Think of a cloud platform as a city. It has roads, buildings, electricity, water, telecommunications, and every kind of facility you might need. You don't build the city — you just rent space in it and use whatever services you need.
Before cloud platforms existed, companies had to buy their own physical servers, house them in their own data centres, hire teams to maintain them, and hope they had enough capacity when traffic spiked. It was expensive, inflexible, and slow. Cloud platforms changed all of that. Now you can spin up a server in minutes, scale storage automatically, and only pay for what you use.
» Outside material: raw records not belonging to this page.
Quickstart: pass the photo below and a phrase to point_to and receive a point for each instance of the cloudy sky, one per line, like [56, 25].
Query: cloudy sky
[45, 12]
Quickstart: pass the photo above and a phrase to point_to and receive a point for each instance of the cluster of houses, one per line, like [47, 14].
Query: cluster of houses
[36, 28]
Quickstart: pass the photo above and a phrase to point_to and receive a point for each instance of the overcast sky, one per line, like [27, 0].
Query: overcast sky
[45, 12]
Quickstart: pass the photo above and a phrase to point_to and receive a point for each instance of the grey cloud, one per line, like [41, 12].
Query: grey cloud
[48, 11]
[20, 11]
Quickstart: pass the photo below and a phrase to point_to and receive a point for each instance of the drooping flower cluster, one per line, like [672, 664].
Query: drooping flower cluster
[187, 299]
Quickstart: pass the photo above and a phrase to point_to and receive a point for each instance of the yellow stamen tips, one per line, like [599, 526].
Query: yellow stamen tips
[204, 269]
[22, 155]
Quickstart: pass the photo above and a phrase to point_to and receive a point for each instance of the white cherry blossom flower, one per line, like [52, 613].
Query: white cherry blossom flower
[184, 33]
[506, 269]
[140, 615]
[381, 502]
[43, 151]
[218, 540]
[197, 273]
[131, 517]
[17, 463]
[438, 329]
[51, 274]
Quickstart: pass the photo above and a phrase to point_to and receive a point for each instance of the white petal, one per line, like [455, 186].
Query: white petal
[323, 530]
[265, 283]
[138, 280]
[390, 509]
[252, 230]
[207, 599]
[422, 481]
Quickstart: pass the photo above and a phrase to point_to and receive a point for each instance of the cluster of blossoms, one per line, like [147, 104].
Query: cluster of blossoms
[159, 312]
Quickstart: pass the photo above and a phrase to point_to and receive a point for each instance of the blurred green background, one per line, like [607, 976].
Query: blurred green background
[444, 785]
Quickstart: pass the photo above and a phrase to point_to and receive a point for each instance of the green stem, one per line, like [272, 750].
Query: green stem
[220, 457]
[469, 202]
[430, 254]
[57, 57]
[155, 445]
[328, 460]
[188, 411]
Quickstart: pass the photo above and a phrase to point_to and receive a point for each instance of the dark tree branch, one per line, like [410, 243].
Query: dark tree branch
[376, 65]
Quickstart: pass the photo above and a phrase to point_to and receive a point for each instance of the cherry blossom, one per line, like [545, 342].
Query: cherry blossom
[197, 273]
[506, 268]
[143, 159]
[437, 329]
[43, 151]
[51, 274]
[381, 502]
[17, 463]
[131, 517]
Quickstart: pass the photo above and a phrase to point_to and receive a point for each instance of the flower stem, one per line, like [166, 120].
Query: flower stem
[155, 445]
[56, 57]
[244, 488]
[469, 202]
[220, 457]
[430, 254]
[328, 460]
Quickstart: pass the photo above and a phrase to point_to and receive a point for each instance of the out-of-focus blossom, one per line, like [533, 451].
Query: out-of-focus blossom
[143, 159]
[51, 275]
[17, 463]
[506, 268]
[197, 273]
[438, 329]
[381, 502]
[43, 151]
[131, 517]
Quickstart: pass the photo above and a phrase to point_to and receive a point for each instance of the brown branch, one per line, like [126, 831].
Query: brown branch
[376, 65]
THE BIG THREE CLOUD PLATFORMS
1. Amazon Web Services (AWS)
AWS is the oldest and still the largest, launched in 2006. It offers over 200 services — from virtual machines (EC2) to object storage (S3) to machine learning tools (SageMaker). If you've ever used Netflix, Airbnb, or LinkedIn, you've indirectly used AWS.
2. Microsoft Azure
Azure is the natural home for organisations already deep in the Microsoft ecosystem — think enterprises running Windows Server, Active Directory, and Office 365. Azure integrates tightly with all of these, making it the dominant choice in corporate and government environments.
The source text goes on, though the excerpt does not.